We have examined temperature regulation in eight amenorrheic runners and gonadotropin response to an opioid antagonist in seven amenorrheic runners, 18 to 29 years of age, running 20 to 70 miles a week. Following equilibration, oral temperature was measured continuously, first in a cold room at 39 degrees F and then in a sauna at 172 degrees F in eight amenorrheic runners, in eight eumenorrheic runners, and in eight control subjects in the early follicular phase of the menstrual cycle. Studies were terminated if a subject's temperature fell below 94 degrees F or rose above 102 degrees F, and all studies were conducted in the afternoon. The rates of temperature change, calculated from total net temperature change divided by elapsed time in the test chamber, were not significantly different among the three groups of women.
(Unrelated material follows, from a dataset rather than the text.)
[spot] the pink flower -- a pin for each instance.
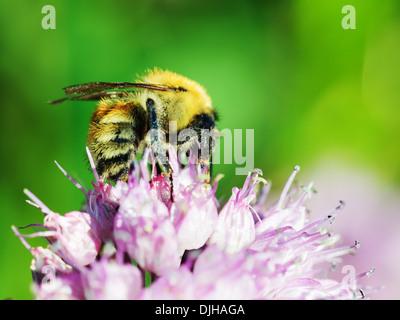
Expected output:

Seven other amenorrheic runners failed to have any significant changes in luteinizing hormone or follicle-stimulating hormone levels in response to the opioid receptor antagonist naloxone administered as an intravenous infusion at 1.6 mg/hour for 4 hours. If opioids inhibit gonadotropin secretion in exercise-associated amenorrhea, an increase in gonadotropins in response to naloxone would have been anticipated. Although it is possible that the dose of naloxone selected was inappropriate and that temperature responses under other conditions might differ from those of normal women, these data suggest that endogenous opiates do not play a direct role in the amenorrhea associated with exercise and that temperature regulatory centers in the hypothalamus are intact in this disorder, compared with other causes of amenorrhea such as anorexia nervosa. Further studies of hypothalamic function are warranted to test these possibilities.